Agent Instructions File How to Include
Claude Code CLAUDE.md Reference or inline AGENTS.md
Gemini CLI GEMINI.md Reference or inline AGENTS.md
Aider .aider.conf.yml Add to read file list
Cursor .cursorrules Inline relevant sections
Windsurf .windsurfrules Inline relevant sections
Copilot .github/copilot-instructions.md Reference or inline AGENTS.md

Authentication for Agents

AI agents running non-interactively should use environment variables for authentication to avoid storing credentials in instruction files:

export SCM_CLIENT_ID="your-client-id"
export SCM_CLIENT_SECRET="your-client-secret"
export SCM_TSG_ID="your-tsg-id"

Alternatively, pre-configure a context before the agent session:

scm context create automation --client-id <id> --client-secret <secret> --tsg-id <tsg>
scm context use automation

Warning

Never include credentials directly in AGENTS.md, CLAUDE.md, GEMINI.md, or any file committed to version control.

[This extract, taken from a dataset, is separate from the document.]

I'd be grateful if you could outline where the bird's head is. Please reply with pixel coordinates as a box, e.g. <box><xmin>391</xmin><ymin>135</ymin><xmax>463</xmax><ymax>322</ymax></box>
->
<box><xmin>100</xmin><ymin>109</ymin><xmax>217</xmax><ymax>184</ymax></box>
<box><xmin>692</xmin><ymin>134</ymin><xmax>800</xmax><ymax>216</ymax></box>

Use environment variables or pre-configured contexts.

Best Practices

  1. Start with mock mode: When testing agent workflows, append --mock to commands to validate the command structure without making API calls.
  2. Use dry runs for bulk operations: Always run scm load ... --dry-run before applying YAML imports to catch errors early.
  3. Commit explicitly: Instruct your agent to commit only when you confirm. Staged changes have no effect until committed.
  4. Scope agent permissions: Limit the agent to specific folders to prevent unintended changes across your SCM tenant.
  5. Review before destructive actions: Configure your agent to pause for confirmation before delete or commit operations.
  6. Use --force judiciously: The --force flag on delete commands skips confirmation prompts. Only enable it for automated pipelines where you trust the input.